Student elective for Edward Prior. (360G-Wellcome-080975_Z_06_A)

Despite effective therapeutics and detection strategies, the prevalence and incidence of leprosy is still a public health concern across parts of Africa, Asia and South America. There is also much that remains unknown about its transmission and pathophysiology. Importantly it is not yet understood why some people are able to contain the infection and remain healthy whereas others succumb to the disease because they are unable to mount an effective immune response. The host response to this disease ranges along an immunological spectrum. T helper cell type 1 leprosy responses, distinguished by IFNg expressin, result in paucibacillary (tuberculoid) leprosy where bacteria re contained and destroyed.
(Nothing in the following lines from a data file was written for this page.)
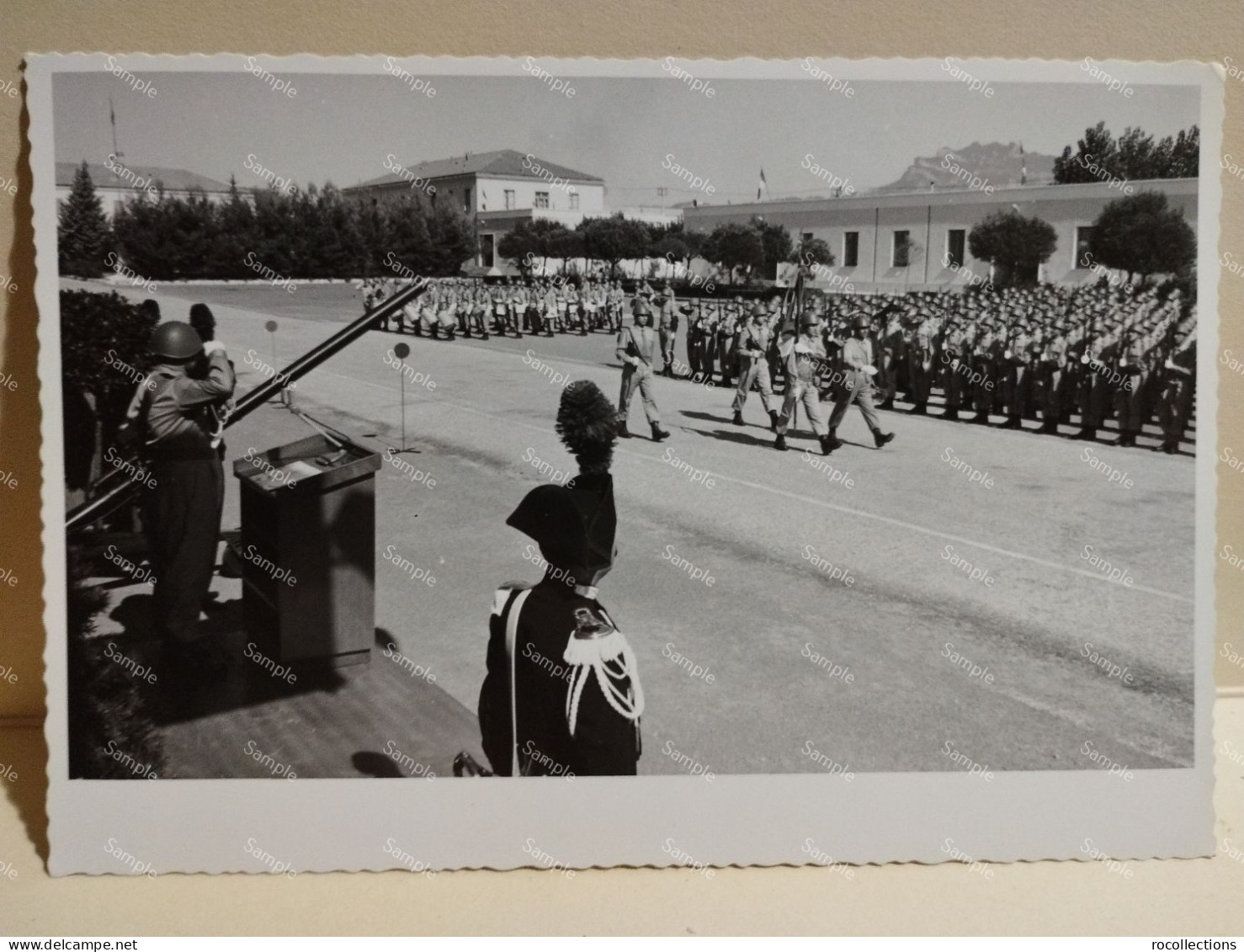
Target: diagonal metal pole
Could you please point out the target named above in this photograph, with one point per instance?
(120, 494)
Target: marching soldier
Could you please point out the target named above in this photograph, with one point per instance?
(1130, 393)
(754, 367)
(1179, 392)
(919, 364)
(859, 370)
(800, 358)
(667, 329)
(954, 354)
(637, 348)
(981, 384)
(1019, 361)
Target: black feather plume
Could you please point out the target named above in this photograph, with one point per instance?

Multibacillary (lepromatous) leprosy is characterised by Th2 cells expressing IL4 which are unstable and can switch from protective to susceptible depending on the immunological status of the host. Leprosy is caused by Mycobacterium leprae. It infects primarily Schwann cells and macrophages. Host responses to infection involve the formation of granulomata, an attempt by the host to contain and destroy the bacteria. Those with tuberculoid leprosy mount an effective cell mediated immune response with T cell activated macrophages killing the bacteria. There is an absence of an effective T cell response in lepromatous granulomata and macrophages are unable to kill their bacterial load. However, in an attempt to control infection there is further macrophage recruitment. It is the role of these fresh cells that my host laboratory are currently investigating as part of their efforts to establish an in vitro granuloma model. Work published by Dr Adams' laboratory has shown, in mice, that activation of freshly recruited macrophages is able to reduce the viability of M. leprae even in the absence of T cells. During my elective period we would like to further investigate the role of human macrophages using an in vitro model.